Chris Rasmussen, Associate Professor of Mathematics and Statistics at San Diego State University, received his Ph.D. in Mathematics Education from the University of Maryland in 1997. He has 12 refereed journal publications with 2 more under review, 5 book chapters, 3 other publications, and 14 refereed conference proceedings, in addition to many presentations. He has received an Early Career Grant and other research grants from the National Science Foundation, an Outstanding Faculty Scholar Award from Purdue University Calumet, and an Excellence in Teaching Award for Graduate Assistants from the Department of Mathematics at the University of Maryland.
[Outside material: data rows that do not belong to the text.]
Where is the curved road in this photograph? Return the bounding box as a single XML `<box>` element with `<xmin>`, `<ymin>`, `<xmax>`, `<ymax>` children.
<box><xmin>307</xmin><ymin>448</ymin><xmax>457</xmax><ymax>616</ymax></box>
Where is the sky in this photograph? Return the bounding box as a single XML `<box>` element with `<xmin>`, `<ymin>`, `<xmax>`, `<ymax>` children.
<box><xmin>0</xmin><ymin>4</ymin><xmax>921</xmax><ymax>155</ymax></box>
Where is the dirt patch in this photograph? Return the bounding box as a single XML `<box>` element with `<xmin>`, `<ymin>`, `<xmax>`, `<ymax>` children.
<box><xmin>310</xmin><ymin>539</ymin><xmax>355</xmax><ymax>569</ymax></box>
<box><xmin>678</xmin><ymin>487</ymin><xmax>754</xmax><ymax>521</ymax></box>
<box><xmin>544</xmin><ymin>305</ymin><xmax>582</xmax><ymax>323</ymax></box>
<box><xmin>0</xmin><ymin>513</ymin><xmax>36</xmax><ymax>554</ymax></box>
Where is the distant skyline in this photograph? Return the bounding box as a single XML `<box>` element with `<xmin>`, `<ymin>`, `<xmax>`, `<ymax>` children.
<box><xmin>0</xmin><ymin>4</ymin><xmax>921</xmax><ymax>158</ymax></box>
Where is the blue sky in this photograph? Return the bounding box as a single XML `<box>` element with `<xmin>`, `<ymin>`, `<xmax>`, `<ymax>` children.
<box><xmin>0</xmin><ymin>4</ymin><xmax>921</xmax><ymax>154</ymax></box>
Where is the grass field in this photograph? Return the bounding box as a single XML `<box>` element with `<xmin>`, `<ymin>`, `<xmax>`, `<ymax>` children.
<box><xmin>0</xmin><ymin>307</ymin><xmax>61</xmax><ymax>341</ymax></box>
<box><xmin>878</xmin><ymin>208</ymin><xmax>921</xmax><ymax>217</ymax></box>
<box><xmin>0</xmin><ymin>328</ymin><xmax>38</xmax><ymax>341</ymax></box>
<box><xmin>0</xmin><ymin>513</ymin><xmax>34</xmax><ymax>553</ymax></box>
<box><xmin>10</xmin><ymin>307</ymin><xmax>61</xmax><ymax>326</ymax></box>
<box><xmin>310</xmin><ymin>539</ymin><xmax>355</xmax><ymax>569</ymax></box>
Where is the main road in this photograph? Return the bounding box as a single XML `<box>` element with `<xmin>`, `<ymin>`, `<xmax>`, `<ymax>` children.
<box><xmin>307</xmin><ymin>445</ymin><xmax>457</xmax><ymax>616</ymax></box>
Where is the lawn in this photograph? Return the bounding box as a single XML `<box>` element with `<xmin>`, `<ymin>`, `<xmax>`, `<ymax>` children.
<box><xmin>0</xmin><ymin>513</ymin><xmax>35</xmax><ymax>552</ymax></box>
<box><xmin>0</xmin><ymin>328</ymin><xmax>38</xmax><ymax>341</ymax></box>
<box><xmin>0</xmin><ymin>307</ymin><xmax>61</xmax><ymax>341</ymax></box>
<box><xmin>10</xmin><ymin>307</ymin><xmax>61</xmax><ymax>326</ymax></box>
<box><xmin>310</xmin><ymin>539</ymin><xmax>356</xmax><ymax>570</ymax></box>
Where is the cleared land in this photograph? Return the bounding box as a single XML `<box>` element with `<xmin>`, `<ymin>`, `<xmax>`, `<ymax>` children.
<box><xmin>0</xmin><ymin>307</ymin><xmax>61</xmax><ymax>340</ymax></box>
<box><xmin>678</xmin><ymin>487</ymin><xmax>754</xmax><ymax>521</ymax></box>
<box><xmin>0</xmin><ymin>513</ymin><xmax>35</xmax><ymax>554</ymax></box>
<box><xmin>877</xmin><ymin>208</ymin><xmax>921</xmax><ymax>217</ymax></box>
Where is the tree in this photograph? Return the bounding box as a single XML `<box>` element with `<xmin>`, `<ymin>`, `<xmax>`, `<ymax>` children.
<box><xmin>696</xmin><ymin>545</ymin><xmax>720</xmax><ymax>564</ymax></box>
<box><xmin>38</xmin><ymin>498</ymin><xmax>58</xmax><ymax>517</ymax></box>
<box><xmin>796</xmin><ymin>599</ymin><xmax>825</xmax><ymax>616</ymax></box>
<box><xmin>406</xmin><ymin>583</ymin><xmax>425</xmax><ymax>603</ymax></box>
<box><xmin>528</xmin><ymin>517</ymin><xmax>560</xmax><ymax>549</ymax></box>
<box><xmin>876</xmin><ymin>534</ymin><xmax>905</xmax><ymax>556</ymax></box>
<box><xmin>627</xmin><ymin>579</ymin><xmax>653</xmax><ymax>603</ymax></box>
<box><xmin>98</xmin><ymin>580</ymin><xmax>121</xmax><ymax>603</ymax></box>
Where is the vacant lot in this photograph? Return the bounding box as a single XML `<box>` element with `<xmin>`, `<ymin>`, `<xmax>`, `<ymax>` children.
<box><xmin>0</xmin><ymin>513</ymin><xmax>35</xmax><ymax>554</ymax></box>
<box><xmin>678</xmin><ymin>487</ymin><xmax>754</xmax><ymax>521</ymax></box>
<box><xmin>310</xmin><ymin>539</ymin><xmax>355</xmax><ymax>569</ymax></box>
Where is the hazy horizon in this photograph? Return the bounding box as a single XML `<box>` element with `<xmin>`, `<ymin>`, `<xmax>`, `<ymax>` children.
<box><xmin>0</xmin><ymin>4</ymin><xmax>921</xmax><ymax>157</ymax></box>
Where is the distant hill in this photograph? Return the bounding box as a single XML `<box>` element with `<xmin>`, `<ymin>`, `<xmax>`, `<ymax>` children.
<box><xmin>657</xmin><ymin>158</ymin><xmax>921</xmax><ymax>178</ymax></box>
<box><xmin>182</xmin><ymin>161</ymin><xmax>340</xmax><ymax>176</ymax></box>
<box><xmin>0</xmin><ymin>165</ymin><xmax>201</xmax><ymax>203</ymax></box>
Comments from colleagues highlight Dr. Rasmussen's qualifications: "His research interests are varied and cutting edge; his published work and conference body of research is extensive and stands as an example of what a truly dedicated undergraduate mathematics educator can do." They spoke also of his mentoring work with beginning mathematics educators and of his work on the SIGMAA on RUME. They pointed to Dr. Rasmussen's work in undergraduate calculus and differential equations, and said that by "extending theoretical perspectives from mathematics education researchers who focus primarily at the elementary and secondary level, his research has helped to extend both of these areas." Finally, the nomination stated that Dr. Rasmussen's work on the teaching and learning of differential equations not only informs the teaching of that subject but also "shows mathematicians who may have doubts about mathematics education research that mathematics education can also address 'significant' mathematics." Dr. Rasmussen's scholarship is theoretically important, and he has made influential, intellectually powerful contributions to the field.

Biographical Note
Chris Rasmussen is an Associate Professor of Mathematics Education at San Diego State University. Rasmussen's undergraduate training was in engineering, followed by a master's degree in mathematics and a doctorate in mathematics education. In 1998 he received the prestigious Early Career Award from the National Science Foundation. Rasmussen's work over the past years has focused on the learning and teaching of undergraduate mathematics, using differential equations as a prototype to investigate how approaches that have been successful at promoting student learning in earlier grade levels can be adapted to the university setting. His work has included analyses of student thinking about central ideas in dynamical systems, theoretical elaborations of the instructional design theory of Realistic Mathematics Education, empirical investigations of the role and function of argumentation, symbol use, and tool use in mathematics learning and effective means by which teachers can support student learning. Rasmussen has written student material for a first course in differential equations and is co-editor of a forthcoming book focusing on connecting research and practice in undergraduate mathematics education. Rasmussen is currently serving as Coordinator for the SIGMAA on Research in Undergraduate Mathematics Education (SIGMAA-RUME).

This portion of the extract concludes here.